A Beach-Read Beatdown
I thoroughly enjoyed a recent opinion essay in The New York Times by Curtis Sittenfield, in which she went head to head with ChatGPT in a writing contest to see which could write the better beach read. This type of contest is just the latest gimmicky piece of content created to feature the writing of a chatbot for the express purpose of letting readers assess it in context.
The elements for the prompts were voted on by NYT readers, and the results were pretty damning.
They don’t put a thumb on the scale: The writing samples are anonymized and readers are allowed to judge for themselves.
I don’t think it takes a deeply discerning person to be able to pick out the one written by a human. Where it sings, the other is just serviceable.
It’s not a technical deficiency that gives away which is which. It’s soul. One has it, and the other, at best, is attempting it (though we know it’s not “attempting” anything at all).

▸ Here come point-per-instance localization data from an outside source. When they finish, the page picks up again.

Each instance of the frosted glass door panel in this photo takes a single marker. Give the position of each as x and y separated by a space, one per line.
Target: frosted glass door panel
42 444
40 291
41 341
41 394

What made me happy was how sure I was reading Sittenfield’s that I’d identified the human example. It didn’t have to wonder. It was alive (and a damn good story). The other just wasn’t.
Is that enough to make me feel better about artificial intelligence coming for my job as a writer? No, not really. Because too often readers are perfectly content with “serviceable” and “good enough.” But does it give me a smug bit of satisfaction that humans still solely posses the inputs needed to make a story feel alive such that a reader can confidently know, “This is the one”? Yeah, it does.